Eine Fahne zur Kreisreform steht am 02.06.2016 vor dem Landtag in Potsdam (Brandenburg).
Eine Fahne zur Kreisreform steht am 02.06.2016 vor dem Landtag in Potsdam (Brandenburg). FOTO: Bernd Settnik / dpa
Beeskow. Der Kreisreform in Brandenburg weht der Wind weiter kräftig ins Gesicht. Am Mittwochabend hat der Kreistag von Oder-Spree gegen das Vorhaben der Landesregierung gestimmt – einstimmig. Von Bodo Baumert

Dass die Gebietsreform-Pläne der rot-roten Landesregierung in den Kommunen und bei der Opposition unbeliebt sind, kann niemanden mehr überraschen. Doch immer deutlicher wird, dass auch innerhalb der Regierungsparteien der Widerstand wächst. Jüngster Beleg ist das Abstimmungsergebnis im Kreistag von Oder-Spree. Einstimmig haben die Mitglieder des Kreistages am Mittwochabend in Beeskow den Gesetzentwurf der Landesregierung abgelehnt. „Der Kreistag Oder-Spree lehnt ebenso die vorgesehene Auflösung des Landkreises Oder-Spree ab“, heißt es im Beschluss. Nach den Plänen der Landesregierung soll der Landkreis aufgelöst werden und künftig gemeinsam mit der kreisfreien Stadt Frankfurt (Oder) einen neuen Landkreis bilden.
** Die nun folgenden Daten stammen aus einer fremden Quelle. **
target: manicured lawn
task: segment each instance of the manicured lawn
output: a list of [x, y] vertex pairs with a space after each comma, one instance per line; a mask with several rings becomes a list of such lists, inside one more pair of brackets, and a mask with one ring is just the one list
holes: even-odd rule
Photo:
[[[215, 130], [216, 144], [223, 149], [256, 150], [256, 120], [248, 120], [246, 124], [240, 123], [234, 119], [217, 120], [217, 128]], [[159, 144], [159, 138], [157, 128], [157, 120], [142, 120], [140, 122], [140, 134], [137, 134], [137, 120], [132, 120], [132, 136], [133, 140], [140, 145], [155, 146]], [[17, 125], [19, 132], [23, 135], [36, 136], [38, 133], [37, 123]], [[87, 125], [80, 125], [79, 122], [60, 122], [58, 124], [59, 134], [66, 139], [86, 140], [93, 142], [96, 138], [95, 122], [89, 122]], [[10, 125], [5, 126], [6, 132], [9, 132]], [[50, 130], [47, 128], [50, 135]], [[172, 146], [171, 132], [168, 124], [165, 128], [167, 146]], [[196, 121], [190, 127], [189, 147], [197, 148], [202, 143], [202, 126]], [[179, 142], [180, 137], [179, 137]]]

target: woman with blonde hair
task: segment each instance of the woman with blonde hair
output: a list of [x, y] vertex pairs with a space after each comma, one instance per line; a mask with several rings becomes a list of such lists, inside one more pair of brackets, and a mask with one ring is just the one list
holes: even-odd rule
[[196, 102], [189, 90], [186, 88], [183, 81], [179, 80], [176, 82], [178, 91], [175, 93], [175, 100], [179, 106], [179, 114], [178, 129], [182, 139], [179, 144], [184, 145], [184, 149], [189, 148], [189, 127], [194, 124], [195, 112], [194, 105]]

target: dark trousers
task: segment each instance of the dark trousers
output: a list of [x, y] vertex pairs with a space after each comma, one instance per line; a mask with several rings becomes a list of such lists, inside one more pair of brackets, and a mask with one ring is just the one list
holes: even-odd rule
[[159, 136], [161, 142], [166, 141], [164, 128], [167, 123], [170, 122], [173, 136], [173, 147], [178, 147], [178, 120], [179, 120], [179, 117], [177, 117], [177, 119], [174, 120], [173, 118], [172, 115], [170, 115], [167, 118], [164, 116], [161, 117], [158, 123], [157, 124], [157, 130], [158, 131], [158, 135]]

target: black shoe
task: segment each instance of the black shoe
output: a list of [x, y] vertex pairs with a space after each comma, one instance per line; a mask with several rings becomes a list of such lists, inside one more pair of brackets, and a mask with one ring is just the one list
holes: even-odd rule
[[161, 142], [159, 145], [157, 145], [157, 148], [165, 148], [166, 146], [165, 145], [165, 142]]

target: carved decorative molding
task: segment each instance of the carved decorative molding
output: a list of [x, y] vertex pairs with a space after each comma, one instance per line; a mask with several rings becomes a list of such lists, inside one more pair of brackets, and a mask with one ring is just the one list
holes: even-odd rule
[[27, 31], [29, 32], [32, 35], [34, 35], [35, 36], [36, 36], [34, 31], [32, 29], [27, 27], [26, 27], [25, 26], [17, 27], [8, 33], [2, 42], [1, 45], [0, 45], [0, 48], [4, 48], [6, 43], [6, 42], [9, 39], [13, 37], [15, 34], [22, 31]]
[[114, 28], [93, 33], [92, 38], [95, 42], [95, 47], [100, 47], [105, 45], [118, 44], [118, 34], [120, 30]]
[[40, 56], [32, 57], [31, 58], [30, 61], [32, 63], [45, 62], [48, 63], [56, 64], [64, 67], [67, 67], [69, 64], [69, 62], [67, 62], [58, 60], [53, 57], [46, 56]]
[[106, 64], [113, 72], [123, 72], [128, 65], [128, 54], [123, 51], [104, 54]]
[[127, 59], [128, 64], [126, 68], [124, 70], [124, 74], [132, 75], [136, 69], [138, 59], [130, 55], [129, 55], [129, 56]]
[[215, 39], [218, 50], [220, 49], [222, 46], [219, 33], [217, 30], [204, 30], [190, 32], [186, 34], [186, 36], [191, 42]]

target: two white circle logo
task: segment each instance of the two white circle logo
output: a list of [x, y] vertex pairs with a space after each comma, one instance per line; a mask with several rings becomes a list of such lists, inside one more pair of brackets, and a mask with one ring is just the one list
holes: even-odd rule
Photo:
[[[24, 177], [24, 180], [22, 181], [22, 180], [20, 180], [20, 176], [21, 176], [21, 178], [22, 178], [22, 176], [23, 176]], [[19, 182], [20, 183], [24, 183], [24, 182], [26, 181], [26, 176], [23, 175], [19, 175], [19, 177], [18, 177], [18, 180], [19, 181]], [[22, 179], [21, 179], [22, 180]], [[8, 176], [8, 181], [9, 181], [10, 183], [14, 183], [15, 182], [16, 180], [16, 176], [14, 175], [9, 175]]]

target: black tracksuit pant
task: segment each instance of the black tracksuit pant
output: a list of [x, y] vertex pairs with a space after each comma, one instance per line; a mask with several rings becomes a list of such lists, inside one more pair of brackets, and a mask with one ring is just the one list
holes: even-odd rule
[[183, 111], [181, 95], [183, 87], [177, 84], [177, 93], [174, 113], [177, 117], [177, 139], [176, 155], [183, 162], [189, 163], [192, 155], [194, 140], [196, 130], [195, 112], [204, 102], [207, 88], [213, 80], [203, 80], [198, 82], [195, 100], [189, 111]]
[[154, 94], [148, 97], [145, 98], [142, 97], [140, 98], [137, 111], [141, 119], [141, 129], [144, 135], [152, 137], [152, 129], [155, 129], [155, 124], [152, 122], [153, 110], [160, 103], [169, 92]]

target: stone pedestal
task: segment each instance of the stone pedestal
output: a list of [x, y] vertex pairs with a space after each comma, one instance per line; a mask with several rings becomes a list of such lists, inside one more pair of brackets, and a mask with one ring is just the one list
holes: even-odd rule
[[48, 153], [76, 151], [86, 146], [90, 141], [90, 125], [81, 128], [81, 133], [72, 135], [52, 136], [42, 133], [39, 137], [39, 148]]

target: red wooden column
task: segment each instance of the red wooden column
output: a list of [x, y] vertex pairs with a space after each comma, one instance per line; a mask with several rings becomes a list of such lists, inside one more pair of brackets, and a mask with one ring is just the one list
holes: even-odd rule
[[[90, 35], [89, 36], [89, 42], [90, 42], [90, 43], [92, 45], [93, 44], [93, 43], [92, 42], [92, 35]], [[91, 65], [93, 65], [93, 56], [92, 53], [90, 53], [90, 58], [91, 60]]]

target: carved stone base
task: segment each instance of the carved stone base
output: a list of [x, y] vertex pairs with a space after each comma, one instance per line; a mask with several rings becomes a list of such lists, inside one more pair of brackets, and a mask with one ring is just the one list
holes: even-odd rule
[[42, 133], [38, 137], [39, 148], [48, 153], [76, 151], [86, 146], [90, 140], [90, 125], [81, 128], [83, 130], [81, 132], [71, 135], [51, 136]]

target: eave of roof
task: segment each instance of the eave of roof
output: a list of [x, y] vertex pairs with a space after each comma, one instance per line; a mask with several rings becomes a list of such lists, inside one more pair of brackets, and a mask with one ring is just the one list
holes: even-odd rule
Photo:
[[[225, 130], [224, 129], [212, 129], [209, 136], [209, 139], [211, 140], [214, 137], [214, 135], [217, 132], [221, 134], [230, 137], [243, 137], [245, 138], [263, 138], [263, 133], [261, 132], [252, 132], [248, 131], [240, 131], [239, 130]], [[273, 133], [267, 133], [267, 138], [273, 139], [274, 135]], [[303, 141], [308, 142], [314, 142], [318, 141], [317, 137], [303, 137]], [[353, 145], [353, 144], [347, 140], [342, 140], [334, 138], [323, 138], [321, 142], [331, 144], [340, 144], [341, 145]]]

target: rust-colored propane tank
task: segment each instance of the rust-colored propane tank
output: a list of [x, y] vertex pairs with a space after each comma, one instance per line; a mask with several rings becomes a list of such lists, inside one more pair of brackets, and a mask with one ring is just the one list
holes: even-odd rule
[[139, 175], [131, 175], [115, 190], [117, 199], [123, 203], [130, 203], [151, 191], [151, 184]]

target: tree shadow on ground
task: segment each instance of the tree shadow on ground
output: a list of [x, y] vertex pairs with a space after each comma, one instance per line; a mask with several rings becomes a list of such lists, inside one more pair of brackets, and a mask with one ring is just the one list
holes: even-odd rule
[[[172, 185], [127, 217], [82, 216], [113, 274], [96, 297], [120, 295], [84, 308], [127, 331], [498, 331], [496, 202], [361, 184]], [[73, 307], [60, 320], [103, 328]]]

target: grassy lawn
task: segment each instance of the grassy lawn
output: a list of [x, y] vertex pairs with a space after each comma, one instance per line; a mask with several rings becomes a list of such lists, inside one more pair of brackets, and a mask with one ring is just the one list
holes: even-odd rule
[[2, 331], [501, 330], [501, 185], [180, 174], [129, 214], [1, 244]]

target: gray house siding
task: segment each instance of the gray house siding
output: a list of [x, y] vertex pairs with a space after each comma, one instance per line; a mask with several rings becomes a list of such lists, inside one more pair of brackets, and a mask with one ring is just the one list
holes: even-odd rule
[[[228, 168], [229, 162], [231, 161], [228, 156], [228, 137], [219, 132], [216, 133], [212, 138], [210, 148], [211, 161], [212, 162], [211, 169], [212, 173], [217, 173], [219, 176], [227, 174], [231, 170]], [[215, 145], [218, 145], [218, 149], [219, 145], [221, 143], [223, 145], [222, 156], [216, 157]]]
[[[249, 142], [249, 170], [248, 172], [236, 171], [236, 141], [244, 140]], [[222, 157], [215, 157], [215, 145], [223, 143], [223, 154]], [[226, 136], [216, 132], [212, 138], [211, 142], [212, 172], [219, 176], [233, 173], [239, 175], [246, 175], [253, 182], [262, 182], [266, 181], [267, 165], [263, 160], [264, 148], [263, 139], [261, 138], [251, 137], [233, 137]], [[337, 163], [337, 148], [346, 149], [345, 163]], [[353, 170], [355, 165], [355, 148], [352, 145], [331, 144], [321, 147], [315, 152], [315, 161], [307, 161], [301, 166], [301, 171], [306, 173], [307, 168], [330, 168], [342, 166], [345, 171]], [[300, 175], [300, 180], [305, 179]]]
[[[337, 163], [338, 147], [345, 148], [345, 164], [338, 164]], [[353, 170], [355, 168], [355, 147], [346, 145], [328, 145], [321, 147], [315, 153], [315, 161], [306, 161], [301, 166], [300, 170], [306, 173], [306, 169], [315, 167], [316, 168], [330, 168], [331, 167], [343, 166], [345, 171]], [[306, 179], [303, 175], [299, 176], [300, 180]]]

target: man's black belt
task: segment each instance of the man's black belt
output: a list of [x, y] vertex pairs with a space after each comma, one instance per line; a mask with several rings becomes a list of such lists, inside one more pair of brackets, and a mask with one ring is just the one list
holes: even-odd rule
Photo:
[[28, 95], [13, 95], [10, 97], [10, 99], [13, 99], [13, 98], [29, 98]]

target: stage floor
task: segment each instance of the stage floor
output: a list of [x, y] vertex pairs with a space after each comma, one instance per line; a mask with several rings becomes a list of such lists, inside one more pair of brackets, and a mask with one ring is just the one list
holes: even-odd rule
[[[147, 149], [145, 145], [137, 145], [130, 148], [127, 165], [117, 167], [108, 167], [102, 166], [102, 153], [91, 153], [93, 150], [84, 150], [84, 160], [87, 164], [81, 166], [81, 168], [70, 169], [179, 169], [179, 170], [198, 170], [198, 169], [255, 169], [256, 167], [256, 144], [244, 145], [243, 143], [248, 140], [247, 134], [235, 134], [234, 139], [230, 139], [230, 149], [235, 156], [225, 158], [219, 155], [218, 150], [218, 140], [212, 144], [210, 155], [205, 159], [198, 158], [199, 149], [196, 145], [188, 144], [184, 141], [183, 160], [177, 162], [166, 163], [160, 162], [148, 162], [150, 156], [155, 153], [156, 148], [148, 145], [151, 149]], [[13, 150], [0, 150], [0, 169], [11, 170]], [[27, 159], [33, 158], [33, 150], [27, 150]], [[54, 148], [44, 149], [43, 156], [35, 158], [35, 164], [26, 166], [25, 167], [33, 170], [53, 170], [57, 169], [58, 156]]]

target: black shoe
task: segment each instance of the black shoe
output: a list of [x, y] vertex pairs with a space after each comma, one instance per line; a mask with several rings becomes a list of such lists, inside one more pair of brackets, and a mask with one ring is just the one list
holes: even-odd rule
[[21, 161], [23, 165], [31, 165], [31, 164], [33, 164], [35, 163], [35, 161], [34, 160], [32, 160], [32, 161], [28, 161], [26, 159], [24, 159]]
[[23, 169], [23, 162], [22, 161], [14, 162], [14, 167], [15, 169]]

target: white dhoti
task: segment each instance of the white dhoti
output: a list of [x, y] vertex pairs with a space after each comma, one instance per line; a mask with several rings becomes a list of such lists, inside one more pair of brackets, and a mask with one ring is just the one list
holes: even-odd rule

Auch Landrat Rolf Lindemann, selbst SPD-Mitglied, kritisierte den Gesetzentwurf laut einer Presse-Information aus seinem Haus. “Der kommunale Finanzausgleich wird in dem Sinne umgedeutet, dass der zufällig benachbarte Landkreis Oder-Spree ihn mit Blick auf die übertragenen kreislichen Aufgaben allein zu stemmen hat. Das heißt aber nichts anderes, als dass man den aufnehmenden Landkreis Oder-Spree hier als eine Art finanzwirtschaftliches Perpetuum mobile betrachtet, das auf geheimnisvolle Weise, aus eigener Kraft die Finanzmittel generiert, die die strukturelle Unterfinanzierung der übertragenen Aufgaben ausgleichen sollen", so Lindemann. Der Landrat kritisierte zudem, dass von der im Leitbild für die Kreisneugliederung noch als zentrales Begründungselement herausgestellten Funktionalreform nicht viel übrig geblieben sei.

Brandenburgs Ministerpräsident Dietmar Woidke (SPD) hatte die Reform in der vergangenen Woche im Landtag noch verteidigt. „Es kann nicht so bleiben“, rief Woidke in einer kurzen, emotionalen Rede der Opposition zu.